There are real broad spectrum compact fluorescent light bulbs available, but these do cost some extra. These will be discussed in more detail later when we take a look at lighting solutions for reading.
Many of the cheaper compact fluorescent bulbs will break if the electricity is not steady. Normally compact fluorescent light bulbs last for years. Even with constant use they should last a whole year. If your compact fluorescents break soon, this can be due to voltage fluctuations in the electricity. The cheap models are sensitive to fluctuations in the voltage, but this is not a problem with many of the more expensive ones. If you suspect your electricity might not be steady and want to try a more resistant model, you should go to a specific shop that sells lamps and ask for a compact fluorescent bulb which is not sensitive to electric fluctuations.
The expensive ones are not quite as fragile, but if you don't hit the lamp and your electricity is ok, there should not be much difference in the durability.
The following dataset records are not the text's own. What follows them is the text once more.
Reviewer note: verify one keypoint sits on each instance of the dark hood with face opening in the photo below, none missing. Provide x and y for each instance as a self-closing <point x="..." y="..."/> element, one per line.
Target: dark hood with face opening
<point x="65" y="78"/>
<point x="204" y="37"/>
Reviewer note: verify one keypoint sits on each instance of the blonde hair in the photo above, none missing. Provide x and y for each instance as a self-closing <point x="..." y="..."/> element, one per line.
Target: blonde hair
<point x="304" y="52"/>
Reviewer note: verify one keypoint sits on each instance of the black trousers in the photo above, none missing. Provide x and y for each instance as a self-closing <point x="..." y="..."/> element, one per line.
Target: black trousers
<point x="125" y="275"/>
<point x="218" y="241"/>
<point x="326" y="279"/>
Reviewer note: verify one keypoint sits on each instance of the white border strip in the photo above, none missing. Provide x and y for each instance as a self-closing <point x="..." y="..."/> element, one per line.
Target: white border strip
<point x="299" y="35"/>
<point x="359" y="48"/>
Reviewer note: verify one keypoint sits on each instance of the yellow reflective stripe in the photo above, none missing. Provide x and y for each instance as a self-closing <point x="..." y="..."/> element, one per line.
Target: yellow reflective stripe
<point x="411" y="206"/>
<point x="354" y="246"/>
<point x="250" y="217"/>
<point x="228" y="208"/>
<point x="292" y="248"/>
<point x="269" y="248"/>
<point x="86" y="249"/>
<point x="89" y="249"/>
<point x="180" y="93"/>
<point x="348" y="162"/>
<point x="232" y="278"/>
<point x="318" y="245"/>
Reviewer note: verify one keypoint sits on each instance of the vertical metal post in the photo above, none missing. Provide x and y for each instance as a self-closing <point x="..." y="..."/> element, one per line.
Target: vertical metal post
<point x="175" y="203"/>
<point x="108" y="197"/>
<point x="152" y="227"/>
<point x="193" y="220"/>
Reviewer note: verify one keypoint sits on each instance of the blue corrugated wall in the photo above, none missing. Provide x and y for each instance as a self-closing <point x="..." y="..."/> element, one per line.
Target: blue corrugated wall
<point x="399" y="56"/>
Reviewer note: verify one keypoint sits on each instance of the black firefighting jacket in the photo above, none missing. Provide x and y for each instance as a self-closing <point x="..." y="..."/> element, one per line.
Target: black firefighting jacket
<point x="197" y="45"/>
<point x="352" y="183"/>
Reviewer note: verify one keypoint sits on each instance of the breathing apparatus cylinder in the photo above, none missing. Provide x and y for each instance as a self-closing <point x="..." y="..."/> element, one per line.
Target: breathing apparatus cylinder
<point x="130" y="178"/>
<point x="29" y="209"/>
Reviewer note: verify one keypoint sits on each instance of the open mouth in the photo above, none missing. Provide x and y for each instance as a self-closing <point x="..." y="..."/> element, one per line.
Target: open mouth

I have used cheap compact fluorescents for about seven years now and during this time I have seen only two compact fluorescent bulbs break in normal use (and broken two with improper handling - to avoid these mistakes see "Where and when to use electry efficient lighting" on the previous page.).
Disposing compact fluorescent light bulbs
Compact fluorescent light bulbs have mercury in them and they must be disposed properly. Luckily almost all of the material can be recycled and it is just a matter of getting them to the right place to be recycled.
The above info is for the long fluorescent tubes, which contain more mercury than CFLs but still...
Where to buy compact fluorescent light bulbs
Where to buy compact fluorescent bulbs depends greatly on which kind you are looking for. If you need the cheap ones, look in your nearest supermarket. The prices are often several times cheaper than in specialized lighting stores. You might not find any models with a spiral shaped tube or with good color rendering - those are things you will have to pay for.
For better quality compact fluorescents see your local lighting store, or buy from the internet. You can start from
Gaiam / RealGoods for example.
Other lighting solutions for reading and working
Many people use electryefficient lighting for reading without even realizing it. Many of the desk lights from Lival for example have a compact fluorescent tube like Dulux S 11W from Osram. If you look at the bulb closely, you will see it is quite similar to an ordinary compact fluorescent bulb - the tube is longer and there is a different kind of socket. Basically it is the same, and all the above info about handling and choosing compact fluorescent bulbs also pertains to these compact fluorescent tubes. The only difference is, that as reading and working require good lighting conditions, you should pay more attention to the quality of light.
A common problem with low quality fluorescent tubes is flicker. Flicker is really annoying and straining to the eyes, but luckily many of the newer models have eliminated the flicker almost completely. The tubes can also start to flicker when they are worn out. Therefore if you have a desk lamp made by Lival and it flickers, it will probably become ok when you replace the tube.
As long as there is no flicker, the light quality can be really good as some compact fluorescent tubes have excellent color rendering.